No one in town had ever seen the girls—Mr. Wyatt would never allow it. He arranged that they be brought to the factory in covered wagons from deepest Scotland and darkest Wales. It was whispered that there were even some godless Irish girls somewhere in the mix. Everyone wanted to catch a glimpse of the girls, but Mr. Wyatt turned gawkers away at the door, and set the constable on over-curious young men who tried to penetrate the dormitory. There were rumors, though, that a few people had seen the faces of girls peering from the ventilation shafts near the top of the building, their faces pale as cotton, and their mouths stained indigo from bringing their yarn-dyed fingers occasionally to their lips. “Princesses in the tower,” the men at the tavern said, “making cloth fit for a king.” Whether these were their own words or quotations from the florid odes that Mr. Wyatt composed in the girls’ honor—often while drunk—is still unknown. In any case, the point became moot after the fires.
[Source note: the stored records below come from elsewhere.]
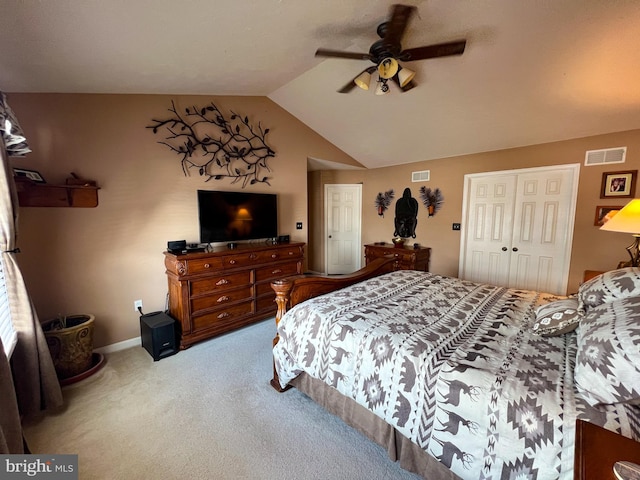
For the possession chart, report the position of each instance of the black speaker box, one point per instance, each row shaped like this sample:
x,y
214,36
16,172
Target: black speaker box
x,y
177,246
158,334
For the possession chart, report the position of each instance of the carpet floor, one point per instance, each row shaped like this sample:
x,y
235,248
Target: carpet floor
x,y
206,413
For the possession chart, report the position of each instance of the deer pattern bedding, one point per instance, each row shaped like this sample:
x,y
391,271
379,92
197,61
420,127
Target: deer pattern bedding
x,y
454,366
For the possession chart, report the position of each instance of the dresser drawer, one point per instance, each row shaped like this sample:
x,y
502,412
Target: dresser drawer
x,y
202,265
250,259
198,304
219,283
273,272
222,316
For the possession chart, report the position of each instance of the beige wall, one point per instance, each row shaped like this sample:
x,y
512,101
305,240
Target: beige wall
x,y
99,260
591,250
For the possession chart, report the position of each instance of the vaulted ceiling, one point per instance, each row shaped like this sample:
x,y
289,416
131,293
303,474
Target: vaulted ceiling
x,y
532,72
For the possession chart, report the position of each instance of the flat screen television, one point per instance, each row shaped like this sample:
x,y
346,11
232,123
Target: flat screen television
x,y
236,216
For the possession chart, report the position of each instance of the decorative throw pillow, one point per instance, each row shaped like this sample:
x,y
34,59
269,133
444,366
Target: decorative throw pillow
x,y
610,286
608,356
557,318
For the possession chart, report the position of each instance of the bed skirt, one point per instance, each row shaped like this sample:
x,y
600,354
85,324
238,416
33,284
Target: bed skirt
x,y
399,447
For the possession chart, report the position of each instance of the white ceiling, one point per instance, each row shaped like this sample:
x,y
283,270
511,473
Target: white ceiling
x,y
534,71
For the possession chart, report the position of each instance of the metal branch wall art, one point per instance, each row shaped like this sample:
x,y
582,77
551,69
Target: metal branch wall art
x,y
216,146
432,199
383,200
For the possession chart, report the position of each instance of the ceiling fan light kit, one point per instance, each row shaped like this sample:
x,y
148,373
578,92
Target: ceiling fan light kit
x,y
363,80
386,52
382,87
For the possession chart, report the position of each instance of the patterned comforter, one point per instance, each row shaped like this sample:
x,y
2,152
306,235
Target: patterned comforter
x,y
453,366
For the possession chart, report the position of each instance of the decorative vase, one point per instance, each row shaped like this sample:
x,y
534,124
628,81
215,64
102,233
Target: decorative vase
x,y
70,341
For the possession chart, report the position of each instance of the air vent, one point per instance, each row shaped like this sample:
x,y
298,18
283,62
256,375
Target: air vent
x,y
605,156
422,176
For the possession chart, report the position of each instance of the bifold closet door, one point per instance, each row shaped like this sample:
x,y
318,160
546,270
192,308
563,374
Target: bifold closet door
x,y
518,228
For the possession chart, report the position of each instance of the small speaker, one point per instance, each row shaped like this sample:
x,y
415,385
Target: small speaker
x,y
176,246
158,334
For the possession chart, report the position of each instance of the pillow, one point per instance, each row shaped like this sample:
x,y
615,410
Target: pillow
x,y
608,353
557,318
610,286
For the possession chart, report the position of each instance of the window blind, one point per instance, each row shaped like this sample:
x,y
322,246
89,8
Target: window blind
x,y
8,334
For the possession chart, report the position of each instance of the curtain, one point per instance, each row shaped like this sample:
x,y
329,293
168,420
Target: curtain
x,y
33,378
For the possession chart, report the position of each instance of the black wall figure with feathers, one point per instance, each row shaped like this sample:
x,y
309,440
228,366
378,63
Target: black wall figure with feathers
x,y
406,215
432,199
217,147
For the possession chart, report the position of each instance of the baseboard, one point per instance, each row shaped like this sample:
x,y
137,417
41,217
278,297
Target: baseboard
x,y
115,347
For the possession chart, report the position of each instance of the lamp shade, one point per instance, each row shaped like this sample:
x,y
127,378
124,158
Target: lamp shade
x,y
363,80
382,88
14,139
626,220
405,76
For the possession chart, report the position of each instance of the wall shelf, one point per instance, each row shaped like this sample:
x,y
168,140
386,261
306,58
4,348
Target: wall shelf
x,y
34,194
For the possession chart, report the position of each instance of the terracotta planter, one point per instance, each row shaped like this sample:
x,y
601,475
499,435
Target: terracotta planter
x,y
71,345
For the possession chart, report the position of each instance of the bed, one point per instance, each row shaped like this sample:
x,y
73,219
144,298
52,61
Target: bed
x,y
460,379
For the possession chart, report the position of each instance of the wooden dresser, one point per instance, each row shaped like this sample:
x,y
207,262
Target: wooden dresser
x,y
217,291
597,450
408,258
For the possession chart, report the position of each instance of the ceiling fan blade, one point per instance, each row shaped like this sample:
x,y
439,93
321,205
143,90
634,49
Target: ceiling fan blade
x,y
352,84
348,87
433,51
323,52
397,24
407,87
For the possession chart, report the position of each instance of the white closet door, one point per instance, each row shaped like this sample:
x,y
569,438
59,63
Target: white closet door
x,y
531,246
488,228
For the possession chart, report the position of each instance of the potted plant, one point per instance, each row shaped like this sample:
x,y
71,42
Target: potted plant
x,y
70,341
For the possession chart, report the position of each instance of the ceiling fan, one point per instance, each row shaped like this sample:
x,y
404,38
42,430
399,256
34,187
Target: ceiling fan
x,y
387,52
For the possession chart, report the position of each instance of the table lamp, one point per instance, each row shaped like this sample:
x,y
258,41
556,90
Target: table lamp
x,y
627,220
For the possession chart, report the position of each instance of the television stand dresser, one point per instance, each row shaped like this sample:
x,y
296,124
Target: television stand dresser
x,y
223,289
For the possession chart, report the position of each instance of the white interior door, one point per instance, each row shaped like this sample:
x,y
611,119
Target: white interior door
x,y
343,206
518,227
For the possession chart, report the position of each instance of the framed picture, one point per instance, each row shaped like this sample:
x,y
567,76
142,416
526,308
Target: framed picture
x,y
618,184
604,213
30,174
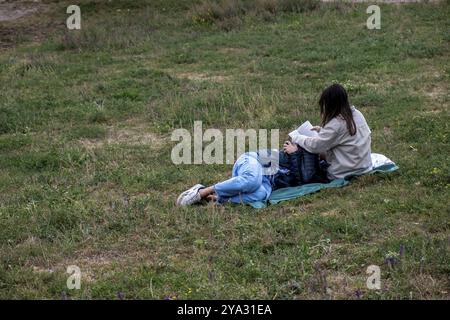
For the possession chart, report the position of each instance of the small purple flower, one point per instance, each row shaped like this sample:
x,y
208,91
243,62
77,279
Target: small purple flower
x,y
391,261
211,276
402,250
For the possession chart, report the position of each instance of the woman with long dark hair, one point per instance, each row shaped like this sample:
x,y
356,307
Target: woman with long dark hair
x,y
343,136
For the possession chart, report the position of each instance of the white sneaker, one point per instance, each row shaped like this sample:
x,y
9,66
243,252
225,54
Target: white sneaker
x,y
190,196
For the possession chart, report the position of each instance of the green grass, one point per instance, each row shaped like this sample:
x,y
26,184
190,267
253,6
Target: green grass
x,y
87,179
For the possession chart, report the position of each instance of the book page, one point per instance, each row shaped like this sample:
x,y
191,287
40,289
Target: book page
x,y
305,129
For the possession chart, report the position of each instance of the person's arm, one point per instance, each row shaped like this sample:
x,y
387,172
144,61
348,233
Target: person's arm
x,y
327,139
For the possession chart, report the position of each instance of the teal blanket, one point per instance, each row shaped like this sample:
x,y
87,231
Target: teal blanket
x,y
295,192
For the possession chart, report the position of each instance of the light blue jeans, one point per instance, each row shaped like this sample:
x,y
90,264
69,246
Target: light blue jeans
x,y
248,184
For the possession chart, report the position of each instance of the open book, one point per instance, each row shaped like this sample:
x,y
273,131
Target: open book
x,y
305,129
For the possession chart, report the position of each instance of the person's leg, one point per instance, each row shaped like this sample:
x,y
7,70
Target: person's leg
x,y
247,178
260,194
246,184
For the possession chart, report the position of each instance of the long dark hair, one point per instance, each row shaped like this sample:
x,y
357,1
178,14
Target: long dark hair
x,y
334,102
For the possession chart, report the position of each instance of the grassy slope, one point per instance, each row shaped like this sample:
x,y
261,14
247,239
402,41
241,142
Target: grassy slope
x,y
86,176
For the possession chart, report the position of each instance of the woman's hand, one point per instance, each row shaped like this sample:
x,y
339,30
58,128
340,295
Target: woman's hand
x,y
289,147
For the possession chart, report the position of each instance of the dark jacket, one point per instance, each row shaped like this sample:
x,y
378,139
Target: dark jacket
x,y
300,167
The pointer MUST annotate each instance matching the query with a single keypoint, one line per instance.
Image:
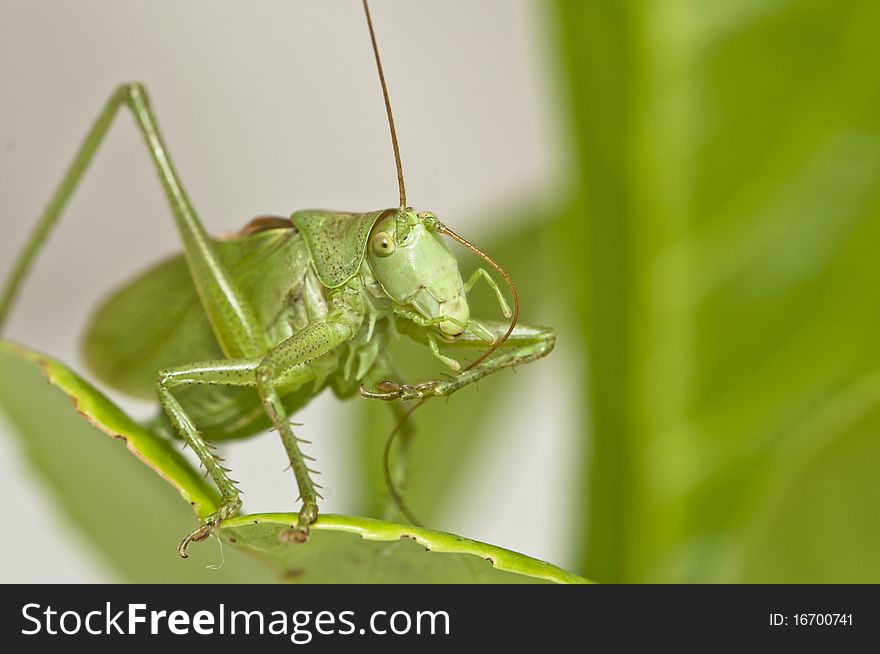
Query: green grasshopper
(236, 334)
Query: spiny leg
(307, 487)
(231, 372)
(287, 363)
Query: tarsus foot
(205, 529)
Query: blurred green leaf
(137, 522)
(724, 224)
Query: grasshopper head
(414, 266)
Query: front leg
(286, 364)
(525, 344)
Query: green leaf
(137, 521)
(725, 225)
(364, 550)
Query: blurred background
(687, 191)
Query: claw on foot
(204, 530)
(196, 536)
(300, 533)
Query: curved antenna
(473, 248)
(386, 454)
(400, 185)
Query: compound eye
(383, 244)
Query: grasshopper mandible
(253, 326)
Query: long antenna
(387, 109)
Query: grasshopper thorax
(415, 268)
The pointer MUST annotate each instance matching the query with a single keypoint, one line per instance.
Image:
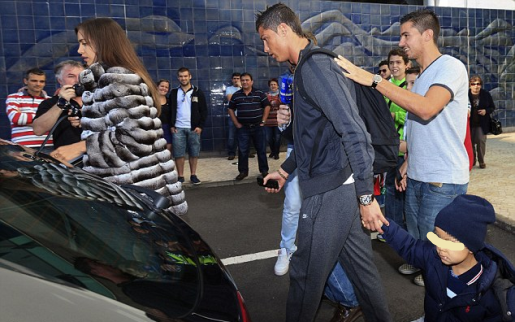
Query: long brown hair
(113, 48)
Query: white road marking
(250, 257)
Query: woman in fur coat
(124, 138)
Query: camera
(271, 183)
(79, 89)
(70, 105)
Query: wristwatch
(376, 80)
(366, 200)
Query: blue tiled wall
(217, 37)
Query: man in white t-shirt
(437, 170)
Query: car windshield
(62, 223)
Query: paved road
(243, 219)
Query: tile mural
(215, 38)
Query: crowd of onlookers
(128, 129)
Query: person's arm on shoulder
(333, 95)
(425, 107)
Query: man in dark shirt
(67, 138)
(253, 108)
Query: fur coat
(124, 137)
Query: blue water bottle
(285, 89)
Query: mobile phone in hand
(271, 183)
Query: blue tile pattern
(217, 37)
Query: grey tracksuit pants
(330, 230)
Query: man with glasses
(384, 70)
(252, 107)
(188, 115)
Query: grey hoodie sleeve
(335, 94)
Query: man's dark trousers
(256, 133)
(330, 230)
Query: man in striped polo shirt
(253, 108)
(21, 109)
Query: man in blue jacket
(188, 114)
(461, 279)
(333, 157)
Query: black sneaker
(195, 180)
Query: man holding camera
(66, 102)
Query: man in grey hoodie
(333, 158)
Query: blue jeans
(338, 288)
(424, 201)
(232, 141)
(394, 199)
(291, 209)
(185, 139)
(257, 135)
(273, 137)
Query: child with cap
(462, 276)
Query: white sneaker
(419, 280)
(283, 262)
(408, 269)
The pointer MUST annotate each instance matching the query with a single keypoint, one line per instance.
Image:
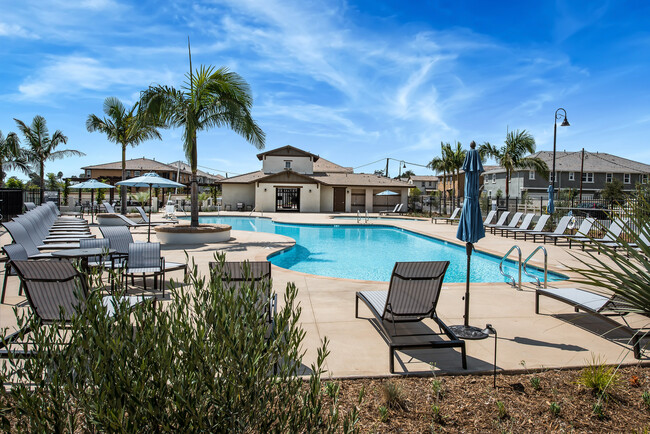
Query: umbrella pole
(149, 228)
(468, 248)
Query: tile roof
(144, 164)
(599, 162)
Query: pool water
(369, 252)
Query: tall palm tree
(442, 164)
(11, 156)
(41, 147)
(512, 155)
(209, 98)
(124, 127)
(456, 158)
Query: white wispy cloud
(74, 75)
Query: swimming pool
(366, 252)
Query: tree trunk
(194, 195)
(122, 187)
(42, 181)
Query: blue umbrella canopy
(470, 226)
(150, 179)
(92, 184)
(551, 200)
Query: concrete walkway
(557, 337)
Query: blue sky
(353, 81)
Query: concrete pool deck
(557, 338)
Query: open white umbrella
(387, 193)
(150, 180)
(92, 185)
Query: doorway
(287, 199)
(339, 199)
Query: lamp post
(564, 123)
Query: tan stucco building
(295, 180)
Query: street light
(564, 123)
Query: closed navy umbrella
(470, 230)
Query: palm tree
(456, 158)
(124, 127)
(209, 98)
(42, 146)
(511, 156)
(11, 156)
(442, 164)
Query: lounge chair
(514, 221)
(20, 236)
(412, 296)
(452, 218)
(14, 252)
(145, 259)
(119, 239)
(53, 288)
(525, 224)
(500, 222)
(394, 211)
(238, 274)
(539, 226)
(559, 230)
(611, 235)
(598, 305)
(109, 208)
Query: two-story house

The first fire occurred in 1754. It destroyed only a portion of the building, and the matron had been able to herd most of the girls out of harm’s way. The fire had caused a small collapse in the north wall, and a singeing of the plaster, and the smashing of a few outbuildings (though no one could figure out why, given that fires rarely smash things), and some damage to one of the machines—specifically one of Mr. Wyatt’s famous roller spinners. The constable, in his report, wrote, “The illu?trius machine built by Mr Wyatt, by hand and mind, lay buckled in the middle, as though a Gorgon or a Troll did wander by and mi?took it for a plea?ant ?eat. A shame it was, that ?o noble a creation might be laid low, reduced to nothing but crumpled rubble.” Mr. Wyatt, nearly—but not entirely—financially ruined, took to the tavern, screaming of dragons. After several calming drafts of strong spirits, he composed, for all assembled, an epic poem about a crafty businessman who stood firm against the monstrousness of Nature, with the swords of Industry and Modernity aiding in his eventual triumph. Many men in the tavern wept at its conclusion.

That night, the constable took several corroborating statements from the neighbors who lived within earshot of the dormitory, reporting the sounds of whipping and the wailing of girls. But no one could come to their assistance as the doors were, as usual, locked.

Over the next two years, several other fires damaged either the building or the machines, and each one precipitated another drunken ode—for the benefit of the patrons or to put off creditors, no one could say. The final twin fires happened in the middle of the night. According to county records, a monstrous blaze consumed the girls’ dormitory, and then later that night, a second fire whipped through the mill. Both buildings were utterly destroyed. The girls, every last one of them, were lost. The matron managed to survive, but at a great loss to her dignity—she was seen, as the brigade raced to the scene with buckets, tearing across the town in the nude. It had been assumed, of course, that her clothing had burned away in the fire, but her skin was curiously unburned. In any case, she spent the rest of her days in the lunatic asylum, as she could not stop raving about dragons. Mr. Wyatt, too, in his bankruptcy hearings, also claimed injury by dragons. But given his preferred career as a poet, this was largely disregarded as a mere metaphor.